Liberia authorities’ hope of earning fortune through the usage of its railway and seaport facilities by multinational corporations operating in neighboring Guinea to export iron ore and other minerals appears lost as superpower China backs an ambitious railroad project in the West African country.
Beijing is moving to cut its dependence on Australian iron ore and sees the railway investment as best option for alternative source of export that would limit Australia dominance. Once completed Liberia will be an unattractive route for export.
Mining giant Rio Tinto and a consortium of Chinese state-owned enterprises announced August 11, that they had concluded key agreements with the government of Guinea to build a trans-Guinean railway capable of carrying iron ore from the West African nation’s inland to the coast.
Over 600 kilometers of rail together with port facilities will “unlock” the potential of the Simandou mountain range, “the world’s largest known undeveloped supply of high-grade, low-impurity iron ore,” said Bold Baatar, the Rio Tinto executive committee’s lead for Guinea and copper, in a press release.
Rather than cutting through nearby Liberia or Sierra Leone, the plan is to travel through Guinea, which has a tradition of being independent and friendly to China. That means snaking through mountainous Guinean terrain to a deep sea port that will also be built. The plan envisions the construction of 235 bridges, while the longest tunnel will be over 11 km.
Although Simandou’s potential has been known for years, the daunting cost of infrastructure was always the stumbling block to development. The green light for the project may be a hint that Chinese President Xi Jinping has concluded that the price of geopolitics cannot be measured in simple return-on-investment calculations.
China imported 69% of its iron ore from Australia in 2022, three times more than second place Brazil, according to Hellenic Shipping News. Iron ore is a key ingredient for steelmaking and vital not only for overall economic development but for China to continue to build its naval fleet of ships and submarines.
Simandou has been divided into four blocks, and China has stakes in all of them. Blocks 1 and 2 in the north are held by the Guinean government and a consortium partnering Singapore-based Winning International Group with Weiqiao Aluminium of China.

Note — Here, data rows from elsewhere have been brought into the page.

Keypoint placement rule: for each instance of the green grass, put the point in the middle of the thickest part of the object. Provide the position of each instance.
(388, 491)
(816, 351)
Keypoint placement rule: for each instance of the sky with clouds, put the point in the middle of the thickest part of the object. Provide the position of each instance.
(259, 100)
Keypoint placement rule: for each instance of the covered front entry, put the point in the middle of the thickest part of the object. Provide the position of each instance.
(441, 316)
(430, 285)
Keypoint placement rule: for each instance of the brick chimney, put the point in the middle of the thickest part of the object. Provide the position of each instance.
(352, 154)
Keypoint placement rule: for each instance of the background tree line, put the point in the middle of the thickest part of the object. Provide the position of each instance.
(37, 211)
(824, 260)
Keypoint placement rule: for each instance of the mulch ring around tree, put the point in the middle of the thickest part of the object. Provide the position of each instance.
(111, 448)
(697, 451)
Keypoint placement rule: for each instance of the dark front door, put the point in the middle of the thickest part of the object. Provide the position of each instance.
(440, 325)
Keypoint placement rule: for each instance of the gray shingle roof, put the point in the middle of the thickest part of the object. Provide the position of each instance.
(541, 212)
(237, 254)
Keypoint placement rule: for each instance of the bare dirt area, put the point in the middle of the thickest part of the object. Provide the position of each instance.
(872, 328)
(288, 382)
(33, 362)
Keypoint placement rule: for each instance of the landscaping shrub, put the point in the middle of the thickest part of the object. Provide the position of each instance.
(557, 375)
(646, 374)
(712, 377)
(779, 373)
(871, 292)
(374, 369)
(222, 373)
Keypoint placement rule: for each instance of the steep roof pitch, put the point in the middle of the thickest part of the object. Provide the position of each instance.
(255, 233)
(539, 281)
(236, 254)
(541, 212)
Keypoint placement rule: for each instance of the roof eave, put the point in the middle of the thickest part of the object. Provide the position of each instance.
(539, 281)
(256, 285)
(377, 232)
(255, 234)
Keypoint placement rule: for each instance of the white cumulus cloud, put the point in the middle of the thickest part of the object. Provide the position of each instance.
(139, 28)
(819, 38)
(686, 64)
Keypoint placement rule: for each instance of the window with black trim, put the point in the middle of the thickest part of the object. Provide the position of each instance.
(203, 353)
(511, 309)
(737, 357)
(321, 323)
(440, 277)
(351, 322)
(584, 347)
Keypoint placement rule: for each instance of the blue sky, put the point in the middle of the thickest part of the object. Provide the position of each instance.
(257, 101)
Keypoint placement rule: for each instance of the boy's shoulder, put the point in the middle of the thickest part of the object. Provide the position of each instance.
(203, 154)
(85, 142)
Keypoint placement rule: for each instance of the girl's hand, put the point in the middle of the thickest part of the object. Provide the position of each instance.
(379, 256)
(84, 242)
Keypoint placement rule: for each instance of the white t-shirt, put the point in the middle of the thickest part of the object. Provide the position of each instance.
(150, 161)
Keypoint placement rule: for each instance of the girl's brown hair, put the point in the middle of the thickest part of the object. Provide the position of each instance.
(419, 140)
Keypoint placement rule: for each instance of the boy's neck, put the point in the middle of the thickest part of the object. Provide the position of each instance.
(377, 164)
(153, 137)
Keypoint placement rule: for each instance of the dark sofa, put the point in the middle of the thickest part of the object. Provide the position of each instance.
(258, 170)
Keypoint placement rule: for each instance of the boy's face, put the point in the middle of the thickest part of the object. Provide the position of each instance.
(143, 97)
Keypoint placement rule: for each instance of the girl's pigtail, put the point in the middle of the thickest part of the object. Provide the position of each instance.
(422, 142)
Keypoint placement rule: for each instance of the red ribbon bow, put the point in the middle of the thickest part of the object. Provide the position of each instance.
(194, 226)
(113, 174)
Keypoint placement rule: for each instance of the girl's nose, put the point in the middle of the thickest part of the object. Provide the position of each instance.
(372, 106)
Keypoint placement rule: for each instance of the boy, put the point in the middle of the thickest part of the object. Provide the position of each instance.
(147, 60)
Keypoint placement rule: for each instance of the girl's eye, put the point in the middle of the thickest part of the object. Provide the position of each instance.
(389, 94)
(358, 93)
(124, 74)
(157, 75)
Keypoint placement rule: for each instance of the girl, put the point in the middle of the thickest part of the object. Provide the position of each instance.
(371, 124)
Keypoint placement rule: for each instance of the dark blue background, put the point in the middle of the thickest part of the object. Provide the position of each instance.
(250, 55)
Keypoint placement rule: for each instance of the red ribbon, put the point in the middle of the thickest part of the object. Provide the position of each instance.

Rights to blocks 3 and 4 in the south are held by the government of Guinea, Rio Tinto and a group of leading Chinese SOEs: Aluminum Corporation of China (Chinalco), steelmaker China Baowu, China Rail Construction Corporation and China Harbour Engineering Company.
Apart from reducing its reliance on Australian iron ore, Simandou would give Beijing access to higher-grade iron ore with fewer impurities.
Lauren Johnston, an associate professor at Sydney University China Studies Centre, said that Guinea’s iron ore “might be best for small but super-high-quality manufacturing, the sort of material Germany would want, not for huge bridges and buildings. It fits China’s ‘high-quality development’ phase.”
Johnston added: “The other factor that is maybe easily missed is the new Chinese-built mega port outside of Lagos.”
Nigeria’s first deep seaport in Lekki will likely serve as the hub, Johnston said. “I suspect they will load the iron ore onto smaller ships in Conakry and take those to Nigeria, where much of it will be re-loaded onto mega ships to East Asia. Quality makes up for the distance,” she said.
On the surface, China and Australia are gradually repairing ties that were severed when Beijing responded angrily to Canberra’s call for an international investigation into the root of COVID-19. China has dropped duties on imported Australian barley after three years. Australia responded by saying it will suspend its case at the World Trade Organization on the issue.
Australia has also extended an invitation to China’s reinstalled Foreign Minister Wang Yi.
But the decision to go ahead with the Simandou rail project signals China’s determination to wean itself off reliance on Australia, even as it works with the Anglo-Australian Rio Tinto. Guinea is expected to jump to the world’s third-largest exporter of iron ore, denting Australia’s dominance.
Rio Tinto noted in a press release that negotiations are continuing between the partners to finalize the scope of investment. But it has been agreed that the cost of the railway will be shared equally between the groups developing blocks 1 and 2 in the north and blocks 3 and 4 in the south.
The press release said that steelmaker China Baowu, a stakeholder in the southern block, may also take part in the northern block as well, increasing China’s presence.
Left out of the arrangement is U.S.-Canadian investor Robert Friedland’s High Power Exploration Inc (HPX).
Friedland’s Nimba iron ore project is located deep in Guinea’s mountainous interior of Zogota and depends on access to neighboring Liberia’s Buchanan Port to export.
HPX has been in talks with Liberian government to move its ore through the country but ArcelorMittal’s monopoly over rail infrastructure has complicated matters.
In 2021 HPX said a pre-feasibility study put direct capital costs for rail and port development in Liberia at more than $600 million. The Chinese backed project could entice HPX as ArcelorMittal insist on exclusive right to the railway network, leaving Liberia as the sole loser.